Reduce DB upgrade downtime to less than 10 minutes using DMS on Google Cloud
Disclaimer: Views, thoughts, and opinions expressed in the blog belong solely to the author, and not necessarily to the author’s employer, organisation, committee or other group or individual.
This blog post is for you, if you are running Google Cloud SQL for critical applications and intend to reduce the downtime of upgrading the database. Database (DB) upgrades, most of the time are the requirements to fix bugs, adopt new features, compliance, most importantly, keep your application data secured and bring flexibility for applications to leverage the new features. At the times, if DB upgrades are not done well in-time, then it might lead to high impact issues. Often operation teams spend significant times to plan and test the upgrades, to ensure least downtimes and minimal impact on dependent apps and services. Scope of this blog shows how Google Cloud Data Migration Service (DMS) can reduce the downtimes of DB upgrades.
Google cloud DMS is serverless logical replication service which simplifies replication between a source and target database. Users can override complexity behind setting up replications such as Server, configuration management etc.
Considering the critical production environment, I’ll walk-through all the steps required to first create source env and then perform DB upgrades using DMS. Feel free to ignore the steps to commission the source env, while you can test and derive your strategy using the rest of steps. Here is the high level of summary for this blog post on -how DMS is used to upgrade a Cloud SQL PostgreSQL, however same strategy can also be used to upgrade the Google Cloud SQL MySQL DB instances:
- Create Source Database environment — Google Cloud SQL PostgreSQL
- Emulate application environment using CloudSQL proxy on GCE (Google Compute Engine) — This section also shows how to secure the network communication between Cloud SQL instance and Application tier.
- Configure DMS replication which implicitly creates Target Cloud SQL PostgreSQL Database Instance with intended DB version and kick-start the replications
- Validate DMS replication — Full and CDC (Change data capture)
- Cutover — transition to higher version Target DB and move app endpoint
- Cost consideration
- Best practices, known issues & limitations and additional references
1 — Create Source Database environment
1.1 — Assumptions and prerequisite
This section is optional when it comes to production/dev environments because you must be having source databases which you intend to upgrade.
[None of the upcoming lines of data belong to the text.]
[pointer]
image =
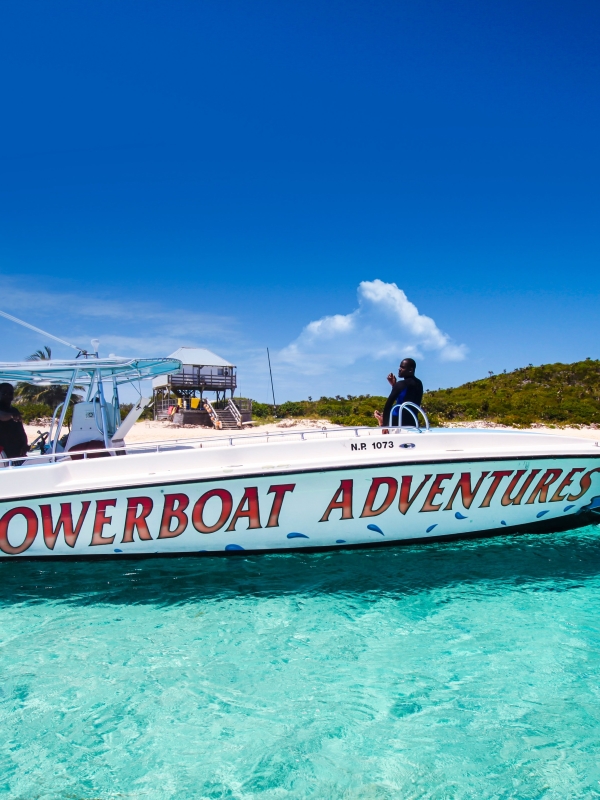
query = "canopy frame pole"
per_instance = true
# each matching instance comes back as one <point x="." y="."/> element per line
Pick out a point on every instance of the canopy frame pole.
<point x="65" y="408"/>
<point x="103" y="412"/>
This section is helpful for those who want to test this procedure from scratch and understand all nuts and bolts for the entire process of upgrading the database using the replication methodology, DMS. Following are assumptions for this blog:
- You should already have Google cloud environment configured and operational, if not then follow-on https://cloud.google.com/gcp .
- While we are limiting the scope of this blog to PostgreSQL, however methodology recommended to upgrade the database is also applicable to Cloud SQL MySQL databases.
- Databases and applications are both run in a private network leveraging VPC private subnet.
- Since Databases need secure communications, all network communications are done using private IPs. for example: the communication between Database and Application tiers are done using private IPs.
- Database engine used is PostgreSQL, Source version is PostgreSQL 10 and intent is to upgrade the database to target PostgreSQL engine 13.
- Sample Database, Schema is derived from open source PostgreSQL community recommended sample database — “Airlines demo database”.
- Application tier prep work must have been accomplished such as any DB level procedures and compatibility test with respect to target database version.
- The GCP region considered in this blog is Mumbai — asia-south1 and not using default VPC which is not recommended to use in production and secured environments. Following screenshot shows that there is a VPC created with the name “sh-vpc” and a subnet in the Mumbai region as “subnet-mumbai”. Take a look at Subnet IP range configuration. Please remember the same network configuration is used in this blog.
1.2 — Create Source Cloud SQL PG (PostgreSQL) Database
In this section, we will create a Cloud SQL PostgreSQL database in Mumbai region, with minimal configurations which can imitate the source production database environment. In Cloud Console, go to the Cloud SQL page: Go to Cloud SQL and create Cloud SQL postgreSQL 10 database with configuration shown in following screenshots. Please record the password as this will be required later on steps.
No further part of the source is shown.